Comment était né le monde, quel était le véritable récit de la Cosmogonie ? Kháos n'était qu'un amas de ténèbres, un vide sans fond dans lequel ne vivait... rien. Et tout émergea : la Terre, les Abîmes, l'Unification, la Nuit et les Ténèbres. Enfin... lui. Enfantements après enfantements, unions après unions, les protagonistes de l'univers né des entrailles du Vide avaient façonné un monde pérenne, ne se disputant dès lors non pas ses richesses, mais sa souveraineté. Les rois s'étaient affrontés, de père en fils. Les aïeuls avaient gardé rancune envers leurs plus lointains descendants... La paix ne régnait pas. Et règnerait-elle un jour ? Le monde n'était-il que cela finalement : une pièce que chacun voulait pour soi et refusait de se partager ? Que penserait Kháos en voyant tout cela ?

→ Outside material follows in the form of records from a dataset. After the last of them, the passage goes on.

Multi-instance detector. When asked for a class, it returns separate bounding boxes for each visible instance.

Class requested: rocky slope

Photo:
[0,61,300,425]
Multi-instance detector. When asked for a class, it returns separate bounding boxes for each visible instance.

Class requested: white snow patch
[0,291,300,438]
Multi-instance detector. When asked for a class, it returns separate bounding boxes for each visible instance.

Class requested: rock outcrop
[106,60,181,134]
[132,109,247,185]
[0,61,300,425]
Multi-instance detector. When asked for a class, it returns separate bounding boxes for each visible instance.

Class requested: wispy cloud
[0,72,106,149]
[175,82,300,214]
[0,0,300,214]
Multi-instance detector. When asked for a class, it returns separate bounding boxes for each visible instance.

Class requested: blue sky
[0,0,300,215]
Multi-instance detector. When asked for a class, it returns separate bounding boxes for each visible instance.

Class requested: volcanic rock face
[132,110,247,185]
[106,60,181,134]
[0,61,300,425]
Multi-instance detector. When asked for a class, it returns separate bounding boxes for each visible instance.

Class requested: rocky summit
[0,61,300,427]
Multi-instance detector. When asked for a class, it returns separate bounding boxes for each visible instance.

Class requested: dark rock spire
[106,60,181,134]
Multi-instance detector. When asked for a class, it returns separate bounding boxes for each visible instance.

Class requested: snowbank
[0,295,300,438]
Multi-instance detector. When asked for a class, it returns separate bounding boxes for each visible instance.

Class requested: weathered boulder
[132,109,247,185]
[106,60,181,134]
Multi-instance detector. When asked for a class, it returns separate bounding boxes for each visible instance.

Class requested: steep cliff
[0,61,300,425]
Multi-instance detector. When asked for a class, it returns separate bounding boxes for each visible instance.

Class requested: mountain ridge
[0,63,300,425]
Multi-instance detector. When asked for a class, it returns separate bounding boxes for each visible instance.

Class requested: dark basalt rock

Daímôn ne gardait strictement aucun souvenir de lui, ni même ses plus proches parents, et encore moins les générations futures. Kháos semblait s'être endormi dès l'instant où les six premiers êtres, ainsi que la multitude de Dragons Primordiaux qu'il avait remis entre les mains de son dernier-né, étaient venus au monde. Avait-il tant confiance que cela en eux ? Ou bien attendait-il la situation inextricable afin d'imposer lui-même l'Équilibre ? Une restructuration des fondements même de son univers... ou une destruction totale afin de tout reconstruire depuis le début ?
De nombreuses questions, qui en posaient d'autres...
Allongé dans l'herbe fraîche de cette nouvelle aube, la petite rosée lui mouillant le dos de son chiton (Ψ), Daímôn regarda les deux magnifiques serpents lovés sur ses jambes tendues, non loin de la pointe de son épée légendaire. Il aurait bien pu les observer ainsi des heures durant, tant il ne se lassait jamais de leur couleur majestueuse.
La petite vipère bleue émettait de ridicules ronflements, bien trop forts pour son tout petit corps, et totalement inconnu de l'espèce des serpents ; mais après tout, ce n'était pas un reptile comme les autres, particularité trahie par ses pupilles fendues verticalement.
Daímôn ne comprenait pas l'aversion que ressentaient les hommes et les dieux face à l'animal. Bien sûr, les serpents étaient majoritairement dangereux, et leur forme atypique laissait à penser qu'ils étaient forcément hostiles. Venimeux pour la plupart, gigantesques pour d'autres comme le python réticulé capable d'étouffer même le plus coriace mammifère, Daímôn, lui, les trouvait spectaculaires. Mais après tout, il était le dieu des Reptiles.
Le second serpent, un majestueux cobra royal, était d'un rouge éclatant, à l'instar du coucher de soleil ou d'un rubis que des rayons ardents épousent. Une couleur unique, une espèce inestimable. Ses écailles ne brillaient pas dans la pénombre de l'aurore mais n'en valaient pas moins le coup d'œil. Aussitôt, l'épisode de leur rencontre s'imposa à lui. Son combat le plus difficile jusqu'à maintenant.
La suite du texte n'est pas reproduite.